Search code examples
perlxml-parsingmediawiki-api

XML::Simple not grabbing individual XML nodes


I'm using the MediaWiki API to get search results. I simply want to grab the URL to the first result, the XML element marked 'Url'. There will eventually be other things I will want to do with the XML, but I suppose in getting an answer for this I will realize what I'm doing wrong and be able to do the other stuff. Here's the page I'm working with.

require HTTP::Request;
require LWP::UserAgent;
require XML::Simple;

my $url = URI->new("http://en.wikipedia.org/w/api.php?action=opensearch&search=rooney&limit=10&namespace=0&format=xml");
my $request = HTTP::Request->new(GET => $url);
my $ua = LWP::UserAgent->new;
my $response = $ua->request($request);

my $xml = XML::Simple->new(); 
my $data = $xml->XMLin($response->content);

Everything up to here seems to work fine. My HTTP request goes through alright (if I just print $response->content it returns the XML content fine and if I print $data, I am told that it is a hash.

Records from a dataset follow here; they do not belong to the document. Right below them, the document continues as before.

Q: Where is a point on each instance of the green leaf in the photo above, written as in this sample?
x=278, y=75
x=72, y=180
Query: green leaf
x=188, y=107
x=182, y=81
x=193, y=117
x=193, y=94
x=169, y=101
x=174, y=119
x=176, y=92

In attempt to get the 'Url' element, I have tried numerous approaches based on the searching I've done. A few below:

print $data->{'Url'};
print $data->{Url};
print $data{Url}

Solution

  • Pro tip: use Data::Dumper to look inside your data structure.

    use Data::Dumper;
    print Dumper($data);
    

    You'll get something like this ...

    $VAR1 = {
      'xmlns' => 'http://opensearch.org/searchsuggest2',
      'Section' => {
        'Item' => [
          {
            'Url' => {
              'content' => 'http://en.wikipedia.org/wiki/Rooney',
              'xml:space' => 'preserve'
            },
            'Description' => {
              'content' => 'Rooney may refer to:',
              'xml:space' => 'preserve'
            },
            'Text' => {
              'content' => 'Rooney',
              'xml:space' => 'preserve'
            }
          },
    ... much much more ...
    

    from which you can deduce that the route to your desired data is through

    $data->{Section}{Item}[0]{Url}{content}
    

    You should also look into using something like XML::XPath, which makes it much easier to conduct this kind of search.